Opere come il Vietnam Memorial di Maya Lin o il Memorial against Fascism di Esther Shalev-Gerz e Jochen Gerz, riportate nel saggio di Philip Ursprung, non si limitano a essere monumenti commemorativi: esse rappresentano autentici atti di rielaborazione storica, che rispondono – sorprendentemente... – ai dubbi e alle angosce del presente. Non sono semplici spazi fisici, ma luoghi di meditazione, capaci di rinnovare e ridefinire il significato della memoria collettiva. In quest’ottica, l’architettura non è solo costruzione, ma un linguaggio simbolico che modella la nostra percezione del mondo e dà corpo alla storia. Plasma la percezione sociale e culturale, diventando un atto di interpretazione capace di stimolare nuove esperienze e riflessioni, anche e soprattutto quando è legata a progetti di arte pubblica. Questo dialogo tra arte, architettura e società trova il suo fertile campo di sperimentazione nella città contemporanea, dove il progetto architettonico ha il potenziale per diventare il luogo in cui i tradizionali confini di spazio e struttura vengono messi in discussione, oscillando tra rigidità e mutevolezza, tra controllo e libertà. La città è ancora – e sempre di più – il catalizzatore di irrequietezze, personali e condivise, capace di adattarsi ai mutamenti e alle urgenze della società: tale pensiero si riflette in numerosi approcci contemporanei che incoraggiano l’interazione e la partecipazione. D’altra parte, come osserva Umberto Galimberti in Psiche e techne, anche l’arte è un luogo in cui la comunità si riconosce e offre a ciascuno l’opportunità di ritrovarsi nella propria singolarità: essa diventa un veicolo di significato condiviso.
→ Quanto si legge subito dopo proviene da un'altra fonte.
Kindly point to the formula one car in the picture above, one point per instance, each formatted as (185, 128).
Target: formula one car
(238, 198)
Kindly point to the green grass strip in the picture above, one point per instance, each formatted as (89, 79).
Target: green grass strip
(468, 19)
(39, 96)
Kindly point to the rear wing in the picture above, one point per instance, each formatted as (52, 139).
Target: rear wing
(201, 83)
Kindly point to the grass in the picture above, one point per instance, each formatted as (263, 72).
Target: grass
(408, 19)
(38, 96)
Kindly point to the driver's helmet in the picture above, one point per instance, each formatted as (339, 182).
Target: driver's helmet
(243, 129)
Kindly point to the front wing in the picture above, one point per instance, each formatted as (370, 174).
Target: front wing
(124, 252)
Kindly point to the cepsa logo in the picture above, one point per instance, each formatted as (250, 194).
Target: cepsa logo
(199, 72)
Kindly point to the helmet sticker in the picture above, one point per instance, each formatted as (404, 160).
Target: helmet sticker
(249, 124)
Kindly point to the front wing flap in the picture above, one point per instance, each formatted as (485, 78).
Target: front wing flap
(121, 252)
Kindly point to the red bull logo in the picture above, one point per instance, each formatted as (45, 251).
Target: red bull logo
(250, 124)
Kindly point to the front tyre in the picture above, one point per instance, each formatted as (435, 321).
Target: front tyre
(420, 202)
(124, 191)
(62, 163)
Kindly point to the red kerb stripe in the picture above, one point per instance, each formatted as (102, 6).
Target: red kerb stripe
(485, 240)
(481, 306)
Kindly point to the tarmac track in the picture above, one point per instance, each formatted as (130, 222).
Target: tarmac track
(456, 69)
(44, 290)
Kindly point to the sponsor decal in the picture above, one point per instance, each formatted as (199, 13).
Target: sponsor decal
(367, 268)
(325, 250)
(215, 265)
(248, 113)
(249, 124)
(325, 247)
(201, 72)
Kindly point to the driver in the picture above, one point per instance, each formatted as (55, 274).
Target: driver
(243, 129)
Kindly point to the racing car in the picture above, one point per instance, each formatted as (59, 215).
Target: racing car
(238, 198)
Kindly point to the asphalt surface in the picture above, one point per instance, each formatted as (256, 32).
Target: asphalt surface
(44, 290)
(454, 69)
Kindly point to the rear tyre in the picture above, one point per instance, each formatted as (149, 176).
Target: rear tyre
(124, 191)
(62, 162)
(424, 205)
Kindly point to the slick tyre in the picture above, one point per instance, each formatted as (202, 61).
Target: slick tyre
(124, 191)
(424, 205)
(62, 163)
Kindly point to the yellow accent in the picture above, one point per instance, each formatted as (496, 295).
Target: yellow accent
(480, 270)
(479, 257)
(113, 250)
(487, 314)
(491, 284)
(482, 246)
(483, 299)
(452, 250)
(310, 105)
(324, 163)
Nel confine, a volte sfumato e talvolta deliberatamente oltrepassato, tra arte e architettura si trova la possibilità di una riflessione più profonda. Lo analizza nel suo saggio Francesca Belloni: se Loos esclude l’architettura dall’arte a causa della sua funzione, altri, come Vidler, evidenziano una crescente intersezione tra le due discipline. Il modello svizzero Kunst am Bau ha promosso questa integrazione, pur non sempre riuscendo a stabilire una parità di significato tra le due, relegando talvolta l’arte a ruolo decorativo. Tuttavia, è proprio nella ricerca di una relazione paritaria tra arte e architettura che collaborazioni come quelle tra Federle-Diener o Fischli-Weiss dimostrano come l’arte possa ridefinire i codici architettonici. Nel rifiuto di un’identità puramente artistica per l’architettura, Richard Serra fa emergere una zona intermedia in cui arte e architettura si contaminano, rinegoziando il significato dello spazio e della percezione.
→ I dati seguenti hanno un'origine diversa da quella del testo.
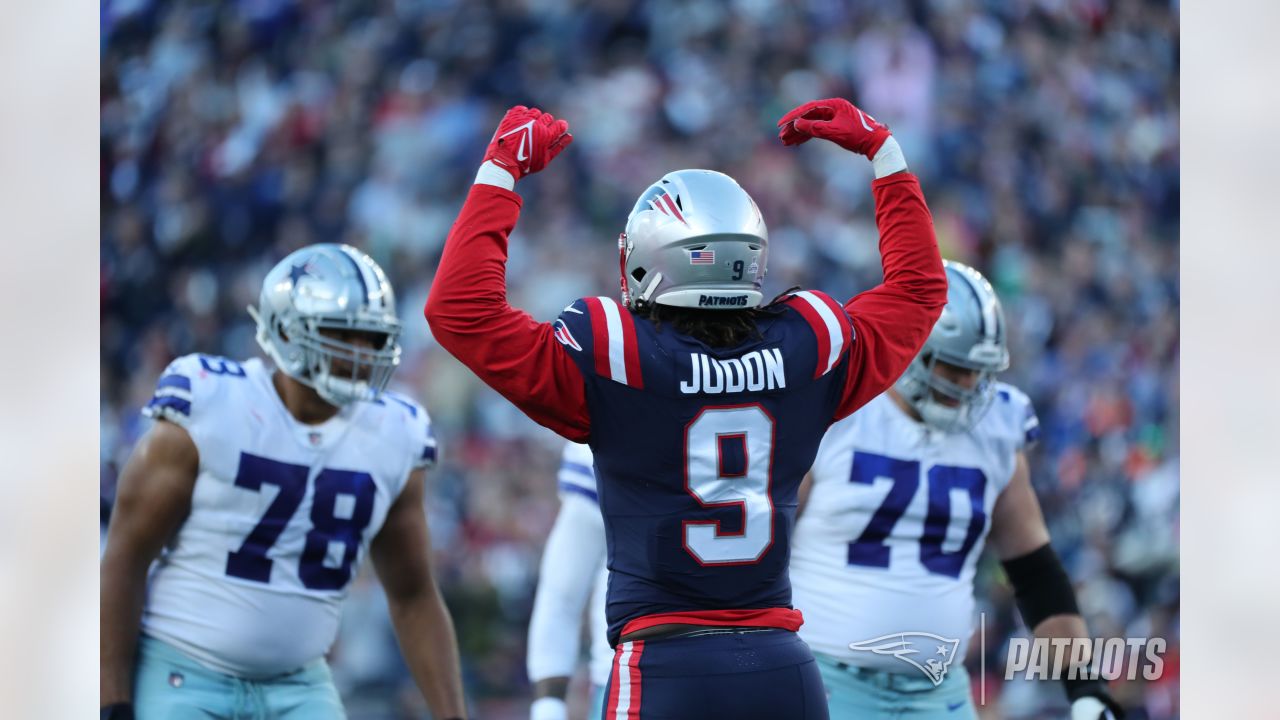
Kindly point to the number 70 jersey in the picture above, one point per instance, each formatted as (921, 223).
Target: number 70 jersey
(280, 515)
(895, 522)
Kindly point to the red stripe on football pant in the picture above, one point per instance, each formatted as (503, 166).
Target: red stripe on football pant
(611, 705)
(781, 618)
(636, 651)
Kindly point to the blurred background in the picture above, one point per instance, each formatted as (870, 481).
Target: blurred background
(1045, 133)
I progetti presentati ambiscono a fornire una molteplicità di chiavi interpretative di tale dualità, così come la Katharinen-Turm di Zurigo raccontata da Lucia Pennati: una struttura di impalcature che evoca la memoria storica della torre perduta, ridisegnando lo spazio urbano e creando un nuovo, effimero simbolo visivo. Allo stesso modo, in una dimensione più anarchica, ma altrettanto feconda, si collocano i graffiti di Harald Naegeli abilmente narrati da Anna-Barbara Neumann: inizialmente considerati atti vandalici, oggi riconosciuti come patrimonio artistico, i graffiti diventano atti di resistenza che interpellano il rapporto tra individuo, società e spazio pubblico, trasformando l’ambiente urbano in un luogo di riflessione e critica sociale. E suggeriscono un’ulteriore riflessione: incontriamo la bellezza anche nel caos e nelle imperfezioni e proprio in questo incontro troviamo la certezza che la realtà non è inaccessibile.
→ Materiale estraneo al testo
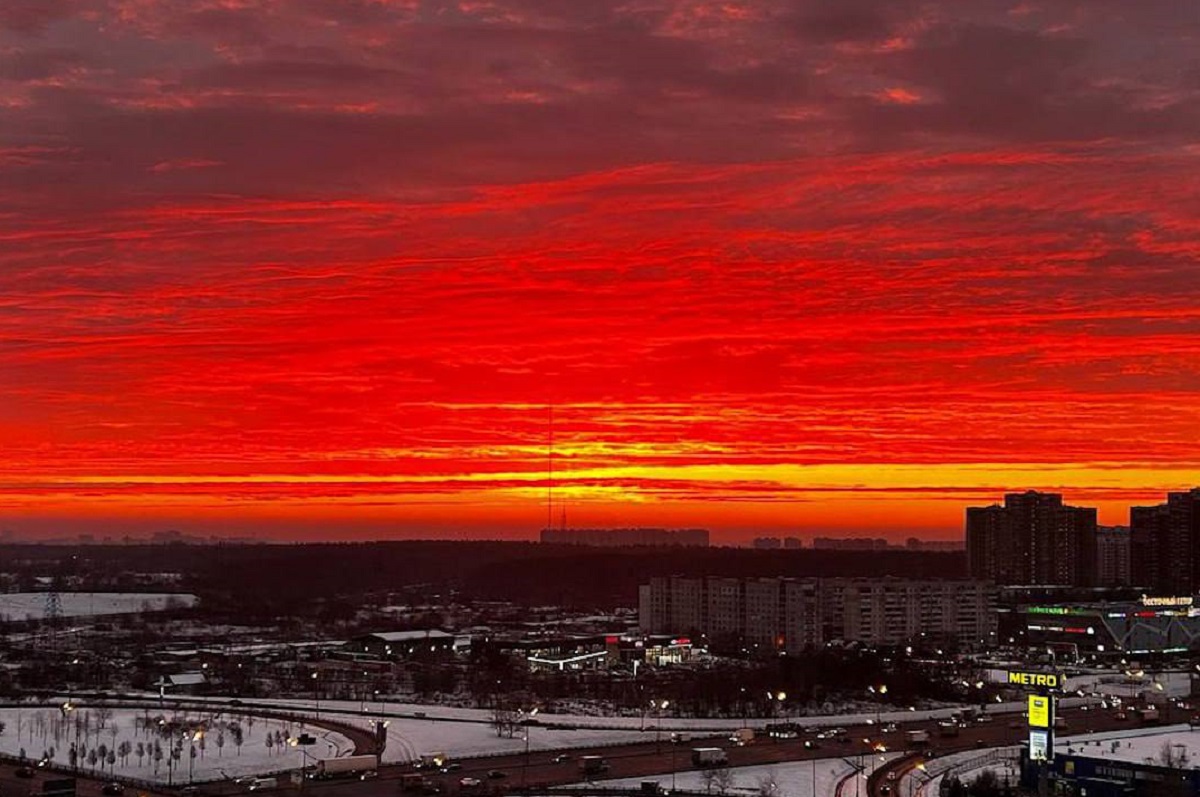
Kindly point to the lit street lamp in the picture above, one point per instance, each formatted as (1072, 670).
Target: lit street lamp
(525, 719)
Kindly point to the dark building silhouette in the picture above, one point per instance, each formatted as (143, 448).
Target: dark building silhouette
(619, 537)
(1113, 557)
(1032, 538)
(1165, 544)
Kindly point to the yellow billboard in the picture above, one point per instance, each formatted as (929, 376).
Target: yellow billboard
(1041, 712)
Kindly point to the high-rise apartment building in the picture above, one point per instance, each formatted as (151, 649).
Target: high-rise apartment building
(1113, 557)
(1033, 538)
(772, 615)
(1165, 545)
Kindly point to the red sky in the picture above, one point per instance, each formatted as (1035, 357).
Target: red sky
(317, 268)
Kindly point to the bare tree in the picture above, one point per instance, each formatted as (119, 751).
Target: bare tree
(768, 785)
(1174, 755)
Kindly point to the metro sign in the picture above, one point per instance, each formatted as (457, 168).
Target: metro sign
(1037, 679)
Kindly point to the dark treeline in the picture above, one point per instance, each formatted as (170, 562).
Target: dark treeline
(261, 580)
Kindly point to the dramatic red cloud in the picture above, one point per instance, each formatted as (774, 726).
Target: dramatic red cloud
(329, 268)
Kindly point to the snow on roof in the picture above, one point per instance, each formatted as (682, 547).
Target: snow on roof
(1139, 748)
(408, 636)
(185, 679)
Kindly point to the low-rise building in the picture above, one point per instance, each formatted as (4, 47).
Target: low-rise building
(789, 615)
(396, 645)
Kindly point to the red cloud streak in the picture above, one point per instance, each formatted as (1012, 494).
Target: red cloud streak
(802, 268)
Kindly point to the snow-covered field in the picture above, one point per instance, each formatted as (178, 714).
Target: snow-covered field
(138, 743)
(1144, 747)
(1171, 684)
(791, 779)
(23, 605)
(390, 709)
(407, 738)
(1135, 744)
In questa prospettiva, la capacità di abitare in modo lucido una posizione in-between, tra memoria e aspettativa, e di rielaborare significati in modo critico e creativo, diventa un percorso interpretativo fondamentale per difendere la coesione della nostra società, che, spesso fragilizzata, rischia di perdersi nel caos di chi non riconosce, consapevolmente o inconsapevolmente, la ricchezza di una pluralità che desideriamo continuare a custodire.